The American company Veritone claims to have introduced MARVEL.ai, one of the first commercial AI speaker solutions for professional use. As an end-to-end Voice-as-a-Service (VaaS), media companies, brands, branders, celebrities and influencers will now be able to create, manage, license and monetise hyper-realistic synthetic voices. Veritone MARVEL.ai supports both text-to-speech and speech-to-speech renderings.
If you fight your way through the buzzword bingo of the current press release, you will also learn that Marvel.ai also tries to take care of the complete rights exploitation of the licensed voice. In other words, to enforce a kind of digital rights management on the characteristic sound of a voice licensed from them.
Well, that sounds interesting, because there should be a lot to clarify in this area in the future. For example, how should one proceed in this context with a "natural" voice imitator who can deceptively imitate a celebrity? Interestingly enough, there are already legal limits to this for decades.
And in return, does an AI-simulated celebrity have to give his or her consent to the content of each rendered text snippet via MARVEL.ai? Then the speed advantages of synthetic production would quickly disappear again as soon as one wants to tweak a text at short notice.

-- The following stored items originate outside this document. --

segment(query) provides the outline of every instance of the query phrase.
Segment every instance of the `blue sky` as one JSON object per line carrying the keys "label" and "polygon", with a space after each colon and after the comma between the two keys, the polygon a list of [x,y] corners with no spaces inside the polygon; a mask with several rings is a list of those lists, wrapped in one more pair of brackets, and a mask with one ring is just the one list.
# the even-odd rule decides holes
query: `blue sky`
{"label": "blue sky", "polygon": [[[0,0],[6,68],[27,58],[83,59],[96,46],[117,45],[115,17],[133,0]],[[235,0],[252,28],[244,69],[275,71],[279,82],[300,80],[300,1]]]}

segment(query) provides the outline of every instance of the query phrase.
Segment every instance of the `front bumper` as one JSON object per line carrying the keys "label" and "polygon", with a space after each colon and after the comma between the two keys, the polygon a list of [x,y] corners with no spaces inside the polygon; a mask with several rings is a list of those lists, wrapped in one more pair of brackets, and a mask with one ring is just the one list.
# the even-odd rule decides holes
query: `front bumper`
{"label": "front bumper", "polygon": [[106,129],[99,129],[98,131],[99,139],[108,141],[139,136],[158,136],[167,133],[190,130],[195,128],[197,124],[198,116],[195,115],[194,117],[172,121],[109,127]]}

Such corrections are likely to occur even more frequently in practice than Veritone suggests. If you listen to the German (and Austrian) audio demonstrations of the text-to-speech engine on the website, most sentences still sound somewhat stiff and not at all like emotional high-class audio advertising. If you wanted to advertise a "Melange" in Vienna, for example, you would probably not get any useful results with such an AI engine. Whether it looks better in the English-speaking market is difficult for us to judge, but considering that radio advertising is often characterised by exaggerated voice emotions, we believe that a few more generations of AI are needed here for a coherent sound optimisation.
Seen in this light, we see one thing above all: AI is advancing steadily - also in speech synthesis. And yet we are still far from making professional speakers obsolete. The lawyers, on the other hand, are already ready to distribute the digital skins...